Arbeit! Ein guter Programmierer braucht kein "Software Engineering" weil 
seine Fähigkeiten als guter Programmierer alleine zu wartbaren und guter 
Software führen. Schlechte Programmierer glauben heutzutage ihre Probleme 
wären mit SE alleine lösbar. Immer mehr schlechte Programmierer scheinen zu 
glauben daß das wichtigste beim Programmieren ein standardkonformes 
UML-Diagramm ist, vollständig vergessend daß solche Diagramme nur zur 
Verbesserung der Kommunikationsbandbreite des Entwicklungsteams dienen.
Wir dürfen uns bezüglich der Definition des Programmierers als Künstler 
nicht von unserem geistigen Auge einen Streich spielen lassen - es geht 
hier nicht um eine exzentrische, launische aber irgendwie geniale Person 
wie das Metaphorische Bild eines Künstlers für die meisten aussieht. Durch 
Begriffe wie "verkünstelt" und die heutzutage allgemein schlechte Meinung 
gegenüber Künstlern (Faulenzer, Verrückte...) wird die Sicht dessen was 
einen Künstler eigentlich auszeichnet nur behindert.

>> Bei Software-Projekten ist es allerdings die Pure Notwendigkeit
>> regulierend einzugreifen. Insofern habe ich grosses Verstaendnis dafuer,
>> wenn einem ein _sinnvolles_ SE-Tool zur Pflicht gemacht wird,
> 
> Kein Tool kann Software-Engineering. Das ist ein mentaler Prozess,
> Software kann da nur helfen. Aber eben nur dem, der es begriffen hat.
> Und der braucht sie dann eigentlich nicht unbedingt. Es ist ein (teurer)
> Irrglaube, in diesem Bereich mit Software irgendwas automatisch bewirken
> zu können.

Das ist schon richtig - ich würde mich jedoch über jeden Programmierer 
wundern der sich nicht in seinen SE Vorlesungen gedacht hat was das alles 
soll. Jeden den ich kenne der vorher schon länger Programmiert hat kam 
bezügl. SE zum selben Schluß:

1) SE ist der Versuch allgemeine Regeln für etwas zu finden wofür es keine 
   allgemeinen Regeln gibt.
2) Die aktuellen SE-Richtlinien sind wohl im Alltag schon ganz richtig, 
   versagen jedoch bei den eigenlich schwierigen Problemen.

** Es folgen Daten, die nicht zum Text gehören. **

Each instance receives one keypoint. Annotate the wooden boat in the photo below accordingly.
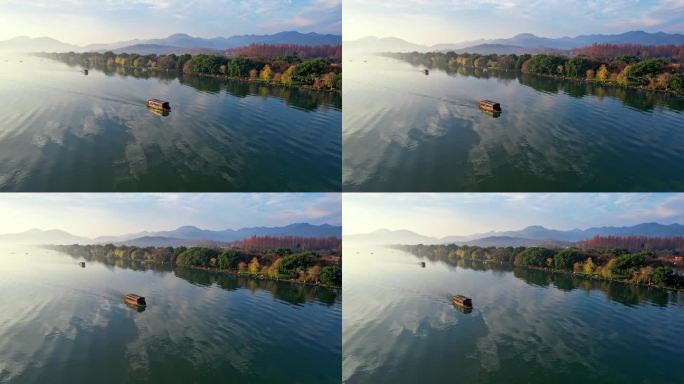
(462, 301)
(490, 106)
(158, 104)
(158, 112)
(134, 299)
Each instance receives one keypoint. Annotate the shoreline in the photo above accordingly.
(247, 275)
(566, 78)
(598, 278)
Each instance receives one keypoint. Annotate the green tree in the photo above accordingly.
(331, 275)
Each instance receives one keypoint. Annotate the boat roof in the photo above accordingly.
(488, 102)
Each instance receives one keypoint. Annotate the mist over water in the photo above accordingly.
(63, 323)
(64, 131)
(527, 326)
(405, 131)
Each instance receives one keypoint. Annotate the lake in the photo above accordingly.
(63, 323)
(527, 326)
(404, 131)
(64, 131)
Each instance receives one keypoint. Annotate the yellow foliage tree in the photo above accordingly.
(603, 73)
(266, 73)
(254, 266)
(623, 76)
(589, 268)
(288, 75)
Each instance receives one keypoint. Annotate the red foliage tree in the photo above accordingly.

Dies führe bei fasst allen zu der Einstellung daß es für einen 
Programmierer zwar wichtig ist sich diese Konzepte einmal anzuhören und 
manche davon womöglich irgendwann einmal zu nutzen - daß sie jedoch kein 
Ersatz für Kreativität sind.
Denn hier liegt das Problem - die SE-Kommerz-Branche versucht den Leuten 
weiszumachen sie hätten Richtlinien und Regeln die - wenn man sie kennt und 
befolgt - jedes Softwareproblem für einen lösen.